De un par de zancadas, Lynn se adelantó, cogió a Lawrence por el cuello y la lanzó contra el marco de la puerta, contra el que su cabeza golpeó en un doloroso choque.

—Atrévase —siseó.

—Definitivamente está usted loca.

—Atrévase a llamarme loca una vez más y obtendrá una impresión palpable de lo que es la locura.

»¡Mukesh, ponte el traje, la caja con el emblema XL! ¡Karla, caja S!

Lawrence la miró fijamente, con odio. Todo su cuerpo temblaba. Podría haber matado a la hija de Julian con un par de movimientos precisos de sus manos en ese mismo instante. Sin dejar de mirarla, puso un dedo tras otro en torno a la muñeca de Lynn y la apartó de su garganta de una vez.

—Lynn —susurró—. Delante de nuestros invitados, no. ¿Qué idea se llevarían?

Tras la última cabezada de Gaia, la esclusa sobresalía tan oblicuamente de la terraza mirador que apuntaba como un cañón a la lejana Tierra. Se sostenían de la barandilla y también unos a otros, mientras los mamparos de la cabina se deslizaban hacia un lado.

—Bueno, felicidades —dijo Winter.

La vista desde la terraza no podía ser más aterradora. El mundo tenía una inclinación de cuarenta y cinco grados, parecía que millones de toneladas de escombros querían caer sobre ellos desde el otro lado de la garganta. Donde concluía la terraza, Tim y Ögi se acuclillaban junto a la baranda para darse apoyo el uno al otro y evitar la caída al abismo si cualquiera de ellos perdía el equilibrio. Winter tanteó en busca del marco de la esclusa que estaba abierta, lo agarró y salió al exterior. Las botas de su biotraje estaban provistas de grandes ranuras, para que no resbalase. Sus dedos hallaron sostén en una estría. Con las piernas abiertas, desenrollada la banda de tela, algunos manteles del Selene anudados entre sí y atados en torno a sus caderas, trabajaba sobre la superficie inclinada hacia arriba. Brillante ocurrencia de O'Keefe, aquel cabo improvisado que, en su otro extremo, estaba asegurado al blindaje del pecho de Rogachova.

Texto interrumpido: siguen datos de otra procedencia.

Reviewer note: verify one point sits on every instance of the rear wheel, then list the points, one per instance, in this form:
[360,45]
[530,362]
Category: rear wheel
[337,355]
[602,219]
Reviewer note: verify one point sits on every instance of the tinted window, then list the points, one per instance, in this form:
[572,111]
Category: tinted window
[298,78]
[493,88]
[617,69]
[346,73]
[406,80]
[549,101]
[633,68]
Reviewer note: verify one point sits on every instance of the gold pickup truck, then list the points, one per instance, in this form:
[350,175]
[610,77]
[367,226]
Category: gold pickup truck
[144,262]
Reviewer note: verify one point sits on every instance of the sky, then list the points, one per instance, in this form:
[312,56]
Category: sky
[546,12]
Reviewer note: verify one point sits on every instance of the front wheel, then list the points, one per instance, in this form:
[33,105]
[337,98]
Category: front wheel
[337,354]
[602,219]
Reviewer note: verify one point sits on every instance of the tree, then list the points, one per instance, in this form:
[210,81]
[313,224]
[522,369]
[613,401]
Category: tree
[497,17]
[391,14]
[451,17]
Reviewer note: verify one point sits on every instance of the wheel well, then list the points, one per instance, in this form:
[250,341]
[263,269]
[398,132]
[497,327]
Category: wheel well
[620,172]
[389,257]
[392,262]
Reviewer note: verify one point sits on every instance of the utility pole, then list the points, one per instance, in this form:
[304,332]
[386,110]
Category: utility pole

—De acuerdo. Déjala venir.

Heidrun remolcó a la rusa desde la esclusa, esperó a que ésta se agarrara bien al marco y la soltó. A Rogachova se le doblaron las piernas enseguida y resbaló hacia abajo por la pendiente pero, en vez de caer, quedó colgando del cordón umbilical de Winter, quien siguió trepando a lo largo del boquete de la cabina hasta que pudo llegar atrás. Con los pies apoyados contra la pared del boquete, izó a Rogachova, desanudó el mantel y lo dejó caer. Heidrun se apresuró a subir, seguida por O'Keefe, que clavó el picahielos en la puerta de la esclusa, de modo que ésta no pudiera cerrarse más y el boquete no pudiera descender.

—¿Todo bien por ahí? —gritó Ögi.

—¡De maravilla! —dijo Heidrun.

—Bien. Subiremos hacia dónde estáis.

Por la barandilla era relativamente fácil llegar afuera, pero desde allí había un buen tramo hasta la esclusa. Winter les lanzó la cuerda. Después de intentarlo un par de veces, Tim logró agarrarla, la amarró a los puntales de la reja y se colgaron de ella. El espacio detrás de la cabina resultaba terriblemente estrecho para seis, pero al menos ésta tenía una pared estable al fondo que los protegía del deslizamiento. Se pegaban unos a otros y apenas osaban moverse por el miedo a que demasiado movimiento pudiera asestar el golpe de gracia a la cabeza de Gaia.

—Lynn, todos fuera —dijo Tim.

La pared de cristal tembló. Heidrun tanteó buscando la mano de Ögi.

—¿Lynn?

No hubo respuesta.

—Qué raro —suspiró Winter—. Jamás habría dicho que alguna vez lo lamentaría.

—¿Lamentarías el qué? —preguntó Rogachova con la voz tomada.

—Aquello, lo del accidente en la playa.

—¿En la costa de Miami? —La rusa carraspeó—. ¿Por el que te llevaron a juicio?

—Sí, ese mismo. A causa de mi pobre Louis.

—¿Qué es lo que lamentas concretamente? —preguntó O'Keefe con tono cansado—. ¿Que él muriera, o que tú lo ayudaras?